爱娃贞温柔的咀嚼着张仑的肉,鲜血渗出,在丝滑的肌肤中流淌。
剧痛与极致的温柔交织,张仑想的不是活命,是期待下一口。
只是血腥和艳红,又将他从幻梦中拽回现实——他想起了林依梦。
不能死!为了欲望抛弃女神,是万劫不复的罪孽!
哪怕不为自己,也要为女神活下去!张仑犹豫间,又决定要把陈特勒未讲完的故事继续,企图活命!
“团长……”张仑只说了两个字,便被柔软堵住了唇。
爱娃贞吻了过来,那温柔里,既有少女的痴恋,又有母亲的宠溺。她将口中嚼碎的血肉,轻轻喂到张仑口里。

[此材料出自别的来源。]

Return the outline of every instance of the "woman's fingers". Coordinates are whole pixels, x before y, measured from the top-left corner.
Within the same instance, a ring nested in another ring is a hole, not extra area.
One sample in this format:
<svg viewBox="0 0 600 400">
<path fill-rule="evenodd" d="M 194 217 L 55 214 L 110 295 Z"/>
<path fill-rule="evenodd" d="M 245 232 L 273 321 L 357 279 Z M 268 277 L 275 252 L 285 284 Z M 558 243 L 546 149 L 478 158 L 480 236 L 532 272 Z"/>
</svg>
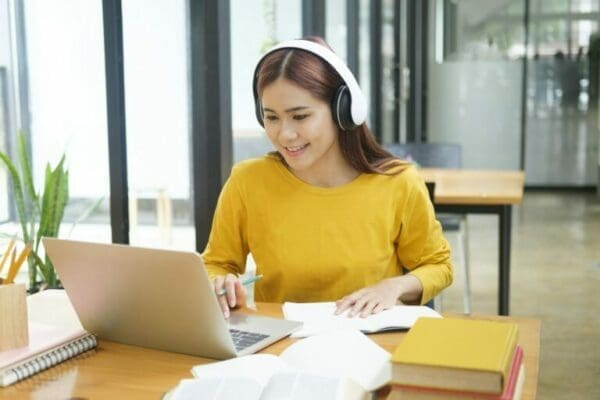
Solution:
<svg viewBox="0 0 600 400">
<path fill-rule="evenodd" d="M 238 284 L 240 282 L 237 276 L 235 276 L 233 274 L 227 274 L 227 276 L 225 276 L 225 290 L 227 291 L 226 296 L 227 296 L 227 304 L 229 304 L 229 308 L 233 308 L 237 304 L 236 290 L 235 290 L 236 282 Z"/>
<path fill-rule="evenodd" d="M 362 297 L 363 293 L 364 293 L 364 289 L 360 289 L 354 293 L 349 294 L 346 297 L 339 299 L 336 302 L 335 315 L 342 314 L 346 310 L 350 309 L 354 305 L 356 300 L 358 300 Z"/>
<path fill-rule="evenodd" d="M 227 293 L 222 293 L 225 290 L 225 278 L 223 276 L 215 277 L 213 281 L 215 287 L 215 294 L 217 295 L 217 301 L 223 311 L 225 318 L 229 318 L 229 305 L 227 304 Z"/>
</svg>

那是自己的肉,这是冰冷的现实。可此刻的张仑,陷入了欲望的幻梦——这喂食的姿态,如狼王母亲狩猎归来,将最鲜美的食物喂给嗷嗷待哺的幼崽。
爱娃贞怀抱是温柔的,轻轻一推,便能挣脱,张仑就能将求饶的话讲完。
“大帝的故事还没……”为了林依梦,张仑又想活了,左右摇摆间,他终究还是推开了爱娃贞。
可话只说了一半,便卡在了喉咙里。他看见爱娃贞盛着星辰的眼睛痴迷的看着自己,仿佛在说:所有事都长大后再说,孩子,你现在只需做我的孩子,在我的庇护下长大,一切都听母亲吧。
慈祥与温柔,把张仑对林依梦坚定的爱,撞裂出缝隙。
张仑心底自问:林依梦是永远的女神,可此刻的爱娃贞,难道不是吗?
女神是上天赐予男人的瑰宝,张仑清楚不可能同时拥有,必须做出取舍。
良心成了张仑抉择的标尺。张仑想起了朱商的女儿,想起了曹万金的女儿曹玉——那些可怜的姑娘,他为了林依梦,都残忍糟蹋了。
张仑不是恶魔,至少在心底深处,藏着对光明与正义的渴望。
去赎回仅存的良心,选择爱娃贞——与她欢愉后的死去,可弥补过往的罪孽。
爱娃贞已是赤身,方才相拥时,侍立的士兵悄无声息地为她褪去了衣物。
丰腴却不失窈窕的身躯,透着致命的诱惑。张仑咽了咽口水,忽然自嘲地笑了:找什么借口,说到底,就是馋她的身体。
欲望当头,竟想些冠冕堂皇的理由干什么什么!是男人,直接上!
张仑一把抱住爱娃贞,主动吻了上去。至于为林依梦活下去的念头——春宵过后,到了地狱再去想吧!